Last week I was reminded of the real reason why I went to Vietnam, and the reason I joined VVAW. While working on a hospital's boiler, I got into a conversation with Jerry, a maintenance worker there. Upon hearing that I was from Appleton, Wisconsin, he asked if I knew an old Army buddy of his from Vietnam named Tim Arens, also from Appleton. The name hit me like a brick. Tears welled up in my eyes and I said that yes, Tim was a friend of mine from high school.

Tim and I received our draft notices just in time for Christmas, 1967 and were scheduled to leave for the Army together in February of the next year, Well I decided that I didn't really relish the idea of stomping around the jungles of Vietnam as an infantryman, so I signed up for the Air Force instead. After that Tim would always try to talk me out of it, saying that the Army was only two years, instead of the Air Force's four, and that it wouldn't be all that bad. I didn't buy his arguments, and I left for the Air Force four days before he left for the Army.

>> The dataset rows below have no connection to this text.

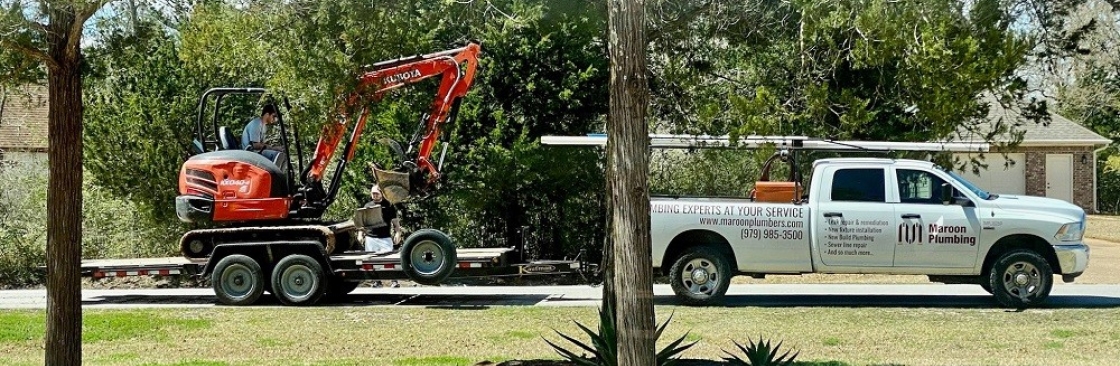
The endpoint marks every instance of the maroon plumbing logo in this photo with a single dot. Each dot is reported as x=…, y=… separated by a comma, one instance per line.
x=910, y=233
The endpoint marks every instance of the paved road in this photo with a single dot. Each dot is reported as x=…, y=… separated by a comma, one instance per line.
x=924, y=296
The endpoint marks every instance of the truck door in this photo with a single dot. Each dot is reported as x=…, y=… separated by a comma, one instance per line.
x=854, y=224
x=932, y=234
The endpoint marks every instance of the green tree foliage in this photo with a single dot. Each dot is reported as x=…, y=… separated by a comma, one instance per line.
x=543, y=72
x=876, y=69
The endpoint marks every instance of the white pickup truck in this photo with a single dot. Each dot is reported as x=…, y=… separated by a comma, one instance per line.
x=874, y=216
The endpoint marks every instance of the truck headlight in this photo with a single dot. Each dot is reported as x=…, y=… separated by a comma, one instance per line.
x=1070, y=232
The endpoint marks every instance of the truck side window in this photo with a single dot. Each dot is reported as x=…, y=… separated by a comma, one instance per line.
x=918, y=187
x=859, y=185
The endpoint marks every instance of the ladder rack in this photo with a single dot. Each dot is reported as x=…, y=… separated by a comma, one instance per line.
x=794, y=142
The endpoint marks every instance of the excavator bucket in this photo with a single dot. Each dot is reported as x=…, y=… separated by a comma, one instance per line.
x=394, y=185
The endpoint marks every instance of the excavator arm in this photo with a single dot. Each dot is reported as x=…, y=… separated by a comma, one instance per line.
x=456, y=67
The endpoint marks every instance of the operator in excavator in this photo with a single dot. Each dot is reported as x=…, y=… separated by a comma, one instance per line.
x=253, y=138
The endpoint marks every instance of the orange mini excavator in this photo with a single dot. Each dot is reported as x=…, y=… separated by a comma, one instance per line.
x=225, y=183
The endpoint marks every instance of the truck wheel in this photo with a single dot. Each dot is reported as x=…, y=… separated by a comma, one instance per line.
x=700, y=277
x=428, y=256
x=298, y=280
x=238, y=280
x=986, y=285
x=1020, y=279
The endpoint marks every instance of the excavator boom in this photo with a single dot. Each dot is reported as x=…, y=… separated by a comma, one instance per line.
x=456, y=68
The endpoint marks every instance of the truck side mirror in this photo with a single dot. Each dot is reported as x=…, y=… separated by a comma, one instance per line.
x=946, y=194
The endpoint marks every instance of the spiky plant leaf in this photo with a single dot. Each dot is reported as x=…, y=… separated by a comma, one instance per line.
x=761, y=354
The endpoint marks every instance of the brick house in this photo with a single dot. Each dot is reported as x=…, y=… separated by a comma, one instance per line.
x=1055, y=160
x=22, y=123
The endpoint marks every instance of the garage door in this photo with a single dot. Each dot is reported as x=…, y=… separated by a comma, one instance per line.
x=997, y=178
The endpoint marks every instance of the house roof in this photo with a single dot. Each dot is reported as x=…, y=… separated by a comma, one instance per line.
x=1058, y=131
x=24, y=118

I didn't see Tim again until the following October. I was home on leave, getting ready to go to Turkey for eighteen months, when Tim's death notice appeared in the paper. Grief-stricken and filled with guilt, I went to his funeral. They had a closed casket. It could've been, should've been me, I thought.

Jerry, the hospital worker, told me he was with Tim when he got killed. They were in-country for only a few weeks when their patrol came upon an NVA encampment and took it hard. Out of about seventy US soldiers, Jerry was one of only thirty who survived that action. He said that he was just getting to know Tim, liked him a lot, and loved his sense of humor. Jerry was wounded in the elbow and finished out his tour convinced that every day would be his last.

When I arrived in November 1968, I immediately put in for reassignment to Vietnam. Personnel assured me that it would be no problem and that I would be assigned there upon completion of my current tour. Somehow I felt that the only way I could relieve my feelings of guilt was to serve my time in Vietnam too. But I later realized that things don't really work that way.

A senseless, needless death, that's why I went to Vietnam and that's why I joined VVAW. Going to Vietnam didn't give me the satisfaction and relief I was looking for, but it did at least give me a firsthand look at the lies that were being spewed out by our country's leaders. Being a part of VVAW does give me that satisfaction though, because VVAW is fighting to stop those senseless, needless deaths. I can't make up for Tim Arens' death or even remove the hurt, but I can work to prevent the death of some other Tim. That's one of the reasons why VVAW has been around for thirty years and will continue to be around for many more years.

Dave Kettenhofen is a VVAW National Coordinator from Milwaukee.